Step-by-step instructions

* Cleanliness is next to godliness. Before any application, clean the substrate thoroughly with a commercial, non-abrasive cleaner. A final cleaning with isopropyl alcohol is generally recommended. When wiping a surface clean, use a lint-free rag or paper towel (see ST, September 2001, page 64).

* When performing wet applications — or any application — select a low-tack application tape. Generally, I recommend using a lower-tack tape for large lettering and graphics, and a high-tack tape for smaller lettering and finer detail. In choosing the right application tape, my advice is, "Test, don’t guess."

* When using application fluids, less is usually more. Lightly mist the substrate with application fluid, using the least amount necessary to accomplish the job. Don’t spray the adhesive side of the vinyl graphics and application tape. This often causes the graphics to prematurely release from the tape, resulting in installation mishaps.
Many signmakers use much more fluid than is needed. At one signshop, the installer used so much application fluid that he wore rubber boots so his feet wouldn’t get wet. Using that much application fluid is ridiculous.

* Use a hard, nylon squeegee with firm pressure and overlapping strokes, starting in the center and working outward to force out the fluid from underneath the graphics. Remember, you’re applying a pressure-sensitive film. It’s called "pressure-sensitive" for a reason, so apply some pressure.

* After a few minutes, remove the application tape by carefully pulling it 180° against itself. To expedite the process when using paper tapes, spray the tape’s backside with application fluid. The fluid will penetrate the paper and soften the adhesive, allowing the tape to release more quickly.

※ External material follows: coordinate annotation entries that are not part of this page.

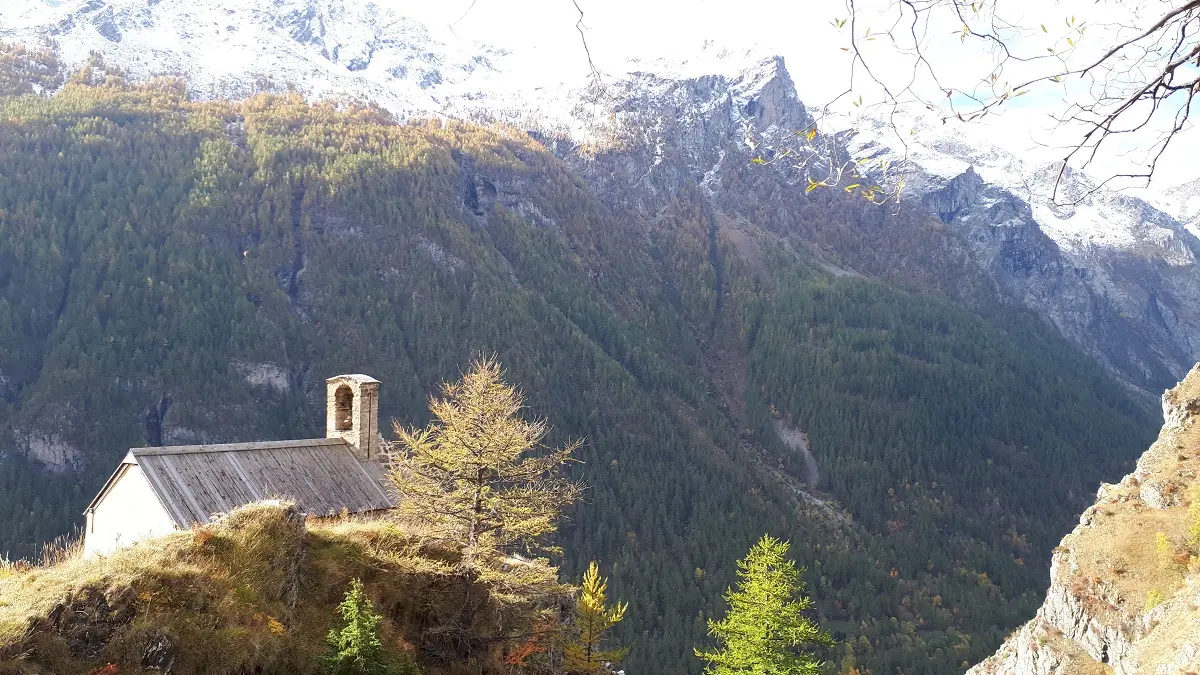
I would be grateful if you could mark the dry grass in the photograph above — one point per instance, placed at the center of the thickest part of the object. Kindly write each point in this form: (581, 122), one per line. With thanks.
(1120, 545)
(255, 592)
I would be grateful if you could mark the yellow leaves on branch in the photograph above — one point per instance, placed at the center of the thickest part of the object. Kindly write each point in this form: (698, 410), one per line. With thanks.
(478, 473)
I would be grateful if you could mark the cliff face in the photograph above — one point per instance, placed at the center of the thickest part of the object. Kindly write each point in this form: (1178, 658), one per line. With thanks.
(1125, 585)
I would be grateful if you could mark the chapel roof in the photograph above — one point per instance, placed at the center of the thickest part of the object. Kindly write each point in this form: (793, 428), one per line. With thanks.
(322, 476)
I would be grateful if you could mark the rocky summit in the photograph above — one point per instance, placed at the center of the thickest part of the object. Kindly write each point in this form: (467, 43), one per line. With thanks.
(1123, 598)
(1110, 272)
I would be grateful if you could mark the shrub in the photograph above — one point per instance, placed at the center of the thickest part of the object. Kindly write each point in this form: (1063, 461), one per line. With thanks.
(355, 647)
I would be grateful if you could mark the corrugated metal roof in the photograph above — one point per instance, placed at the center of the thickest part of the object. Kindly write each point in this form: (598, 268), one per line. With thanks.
(322, 476)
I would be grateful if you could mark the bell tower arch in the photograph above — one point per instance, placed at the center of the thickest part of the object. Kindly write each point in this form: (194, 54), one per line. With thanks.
(352, 412)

Using too much application fluid, and failing to remove the application tape promptly, can cause the adhesive to delaminate from the tape. Cleaning this residual adhesive can be annoying and time-consuming.

* After removing the application tape, mop up the residue with a paper towel.

* After the application tape is removed, use a squeegee covered with a low-friction sleeve and squeegee the entire graphic again. The low-friction sleeve prevents the squeegee from scratching the bare vinyl. This step prevents edge lifting and ensures good adhesion.